Hi, I’m having a little trouble comprehending the data structure here.

In the get_item function in dataset.py, I’ve been given to understand that “pose” here is an array with shape (4, 4), which I take it to mean a (N, 4, 4) ndarray, a match with the discription in th PDF.

In the forward function in DexGraspDetector , however, the “pose” becomes a (B, 4, 4) tensor. It’s my understanding that “B” here stands for batch, and so I thought the “pose” should be a (B, N, 4, 4). I’m confused rightnow and would appriciate any help.
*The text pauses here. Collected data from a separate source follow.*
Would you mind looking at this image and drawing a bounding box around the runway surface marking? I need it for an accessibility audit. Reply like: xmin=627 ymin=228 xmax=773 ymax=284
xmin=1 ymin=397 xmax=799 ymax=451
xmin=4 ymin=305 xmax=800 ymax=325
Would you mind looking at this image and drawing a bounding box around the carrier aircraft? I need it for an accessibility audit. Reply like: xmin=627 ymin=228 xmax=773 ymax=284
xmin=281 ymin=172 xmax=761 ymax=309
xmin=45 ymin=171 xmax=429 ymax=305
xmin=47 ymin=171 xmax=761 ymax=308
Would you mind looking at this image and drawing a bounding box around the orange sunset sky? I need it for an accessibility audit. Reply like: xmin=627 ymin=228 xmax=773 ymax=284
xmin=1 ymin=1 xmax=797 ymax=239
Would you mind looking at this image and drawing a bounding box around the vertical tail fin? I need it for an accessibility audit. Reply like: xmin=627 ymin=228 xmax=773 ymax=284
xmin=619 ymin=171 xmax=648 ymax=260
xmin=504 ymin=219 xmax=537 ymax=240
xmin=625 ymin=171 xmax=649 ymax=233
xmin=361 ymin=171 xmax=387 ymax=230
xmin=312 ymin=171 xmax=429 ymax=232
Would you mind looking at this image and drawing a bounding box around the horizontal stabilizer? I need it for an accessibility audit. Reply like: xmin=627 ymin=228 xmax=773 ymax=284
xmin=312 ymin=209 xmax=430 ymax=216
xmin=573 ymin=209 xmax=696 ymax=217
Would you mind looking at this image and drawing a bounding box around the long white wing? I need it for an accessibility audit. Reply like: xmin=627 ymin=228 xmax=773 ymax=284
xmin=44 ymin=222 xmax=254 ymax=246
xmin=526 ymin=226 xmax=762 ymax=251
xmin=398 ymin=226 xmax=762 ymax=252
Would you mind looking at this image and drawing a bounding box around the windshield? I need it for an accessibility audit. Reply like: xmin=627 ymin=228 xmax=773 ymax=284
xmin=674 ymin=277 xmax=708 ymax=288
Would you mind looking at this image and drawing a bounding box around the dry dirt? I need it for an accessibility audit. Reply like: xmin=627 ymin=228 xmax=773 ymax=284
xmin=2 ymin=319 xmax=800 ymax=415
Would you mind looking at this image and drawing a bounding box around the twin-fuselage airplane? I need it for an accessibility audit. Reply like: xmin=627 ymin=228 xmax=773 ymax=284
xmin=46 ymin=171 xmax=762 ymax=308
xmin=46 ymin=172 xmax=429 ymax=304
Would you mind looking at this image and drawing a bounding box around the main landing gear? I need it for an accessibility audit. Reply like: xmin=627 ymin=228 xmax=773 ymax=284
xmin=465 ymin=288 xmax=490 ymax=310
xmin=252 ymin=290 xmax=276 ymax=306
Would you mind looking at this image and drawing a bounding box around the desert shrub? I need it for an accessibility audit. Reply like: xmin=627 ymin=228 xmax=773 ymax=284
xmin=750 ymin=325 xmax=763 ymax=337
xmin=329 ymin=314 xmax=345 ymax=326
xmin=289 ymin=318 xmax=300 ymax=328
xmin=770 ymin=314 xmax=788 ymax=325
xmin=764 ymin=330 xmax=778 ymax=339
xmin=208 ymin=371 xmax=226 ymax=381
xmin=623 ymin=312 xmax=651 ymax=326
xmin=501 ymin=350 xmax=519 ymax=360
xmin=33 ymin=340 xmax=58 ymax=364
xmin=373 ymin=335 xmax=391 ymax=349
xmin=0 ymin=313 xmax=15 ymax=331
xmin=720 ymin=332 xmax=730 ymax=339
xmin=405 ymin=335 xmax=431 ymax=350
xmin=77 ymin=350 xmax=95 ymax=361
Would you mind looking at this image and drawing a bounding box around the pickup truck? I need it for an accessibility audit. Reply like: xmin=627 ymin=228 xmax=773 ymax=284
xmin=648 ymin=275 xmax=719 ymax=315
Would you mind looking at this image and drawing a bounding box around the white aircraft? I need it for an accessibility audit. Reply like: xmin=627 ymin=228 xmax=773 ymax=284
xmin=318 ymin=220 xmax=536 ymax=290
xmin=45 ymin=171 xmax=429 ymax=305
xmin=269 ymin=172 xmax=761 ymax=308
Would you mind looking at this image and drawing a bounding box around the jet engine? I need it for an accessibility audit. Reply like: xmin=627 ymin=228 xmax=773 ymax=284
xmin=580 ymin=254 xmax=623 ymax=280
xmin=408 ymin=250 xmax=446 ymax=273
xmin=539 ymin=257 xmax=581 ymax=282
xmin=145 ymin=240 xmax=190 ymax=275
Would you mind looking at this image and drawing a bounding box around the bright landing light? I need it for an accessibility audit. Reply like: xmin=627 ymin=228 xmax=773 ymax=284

Also, the “N” for “pose” for each object is not the same, so the “asarray” in dataset.py would not work as expected. I was thinking filling the gaps with zeros, but that seems a little risky, especially when I’m still confused over the training part.

I would appriciate any type of help or guidence. Thanks a lot!

Here are somes pics for the functions I’ve mentioned.

Hi, enter-port.

The array with shape (N, 4, 4) mentioned in the PDF indicates that when you load the ‘pose.npy’ file using the ‘numpy.load’ function, you will obtain an array comprising N poses, with each pose being a transformation matrix with shape (4, 4).

As is well known, in the training process, the neural network usually takes batch data as input. Consequently, a single batch of “pose” data should be formatted with the shape (B, 4, 4), where B represents the batch size.

It’s common that each object has different sample size in practice. In fact, we have processed the data and made the sizes of different object not much different. Handling such problem is a part of the project. For the ‘dataset.py’, the only requirement is that the object returned from the __ getitem __ should meet the format given in the code comment.

OK, I think I got it. So actually in the ‘pose.npy’ file there are N poses, and each pose corresponds with a result in the ‘label.npy’, so in nerual network training each (4, 4) matrix is an input together with other parameters. Is that correct?